Hi,
Doing a blast+, using the default output ( -outfmt 0 ), there is a way to not save all the queries that doesn't hit ?
I want to eliminate from output the lines around No hits found , I think it's not hard to do this using python against the blast+ output, but if the program itself has a native option to do that, it would save a considerable amount of time/processing and space.
Just to be crystal clear, that is the part I want to expunge from output:
Query= FCC1WLUACXX:8:1306:8508:25826#GAACGTGA/1
Length=100
***** No hits found *****
Lambda K H
1.33 0.621 1.12
Gapped
Lambda K H
1.28 0.460 0.850
Effective search space used: 8650833807
Thank you all in advance.
Do you need the standard BLAST output? If not, choose one of the other output formats (e.g. tabular), where only hits are reported. Otherwise, you'll need a parser, which exists in (Bio)Python and many other languages.

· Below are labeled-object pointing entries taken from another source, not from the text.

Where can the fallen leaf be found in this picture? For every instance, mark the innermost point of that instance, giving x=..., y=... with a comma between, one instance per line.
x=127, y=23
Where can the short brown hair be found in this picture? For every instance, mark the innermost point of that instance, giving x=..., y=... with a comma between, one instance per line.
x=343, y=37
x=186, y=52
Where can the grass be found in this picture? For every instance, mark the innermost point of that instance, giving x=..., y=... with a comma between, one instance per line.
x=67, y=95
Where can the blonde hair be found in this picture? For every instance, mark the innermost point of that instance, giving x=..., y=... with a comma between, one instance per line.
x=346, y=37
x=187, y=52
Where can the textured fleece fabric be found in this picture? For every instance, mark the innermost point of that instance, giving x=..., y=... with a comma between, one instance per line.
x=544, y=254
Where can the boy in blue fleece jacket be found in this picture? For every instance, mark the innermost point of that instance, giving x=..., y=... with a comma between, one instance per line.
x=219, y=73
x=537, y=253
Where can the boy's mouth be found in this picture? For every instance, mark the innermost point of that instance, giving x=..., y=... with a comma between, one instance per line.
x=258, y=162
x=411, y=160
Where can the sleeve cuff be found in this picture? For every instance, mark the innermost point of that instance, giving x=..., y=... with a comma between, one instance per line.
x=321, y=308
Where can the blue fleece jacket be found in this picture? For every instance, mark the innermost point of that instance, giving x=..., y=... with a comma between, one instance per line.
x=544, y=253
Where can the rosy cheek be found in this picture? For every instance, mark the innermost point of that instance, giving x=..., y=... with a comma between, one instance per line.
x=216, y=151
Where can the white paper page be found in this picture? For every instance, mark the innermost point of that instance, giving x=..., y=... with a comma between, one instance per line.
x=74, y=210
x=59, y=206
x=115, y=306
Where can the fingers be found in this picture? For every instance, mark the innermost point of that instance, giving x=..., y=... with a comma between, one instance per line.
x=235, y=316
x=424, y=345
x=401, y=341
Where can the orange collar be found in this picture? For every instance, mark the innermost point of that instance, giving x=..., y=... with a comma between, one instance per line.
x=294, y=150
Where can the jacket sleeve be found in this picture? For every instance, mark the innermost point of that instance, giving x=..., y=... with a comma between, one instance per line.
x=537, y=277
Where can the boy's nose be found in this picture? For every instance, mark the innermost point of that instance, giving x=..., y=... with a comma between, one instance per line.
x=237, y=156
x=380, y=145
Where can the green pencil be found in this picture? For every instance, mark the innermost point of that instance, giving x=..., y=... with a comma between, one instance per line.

i don't know if you can fix that by parameter settings. but you can probably pipe the blast output through a custom utility to cut off the empty output (you can iterate over hits in BioPerl) and then to zip the stream in order to save some space.
That was the solution I ended up using, I reduced my output from 2.8gb to 1.8gb using a python script. Sadly it took a few extra time to process, something like 620 minutes VS 640 minutes.
if you have a huge dataset you may produce both outputs, thedefault one and in a tabular format, you may use tabular one to make analysis and a standard one to see alignments etc
Is it possible to filter the standard BLAST output since then?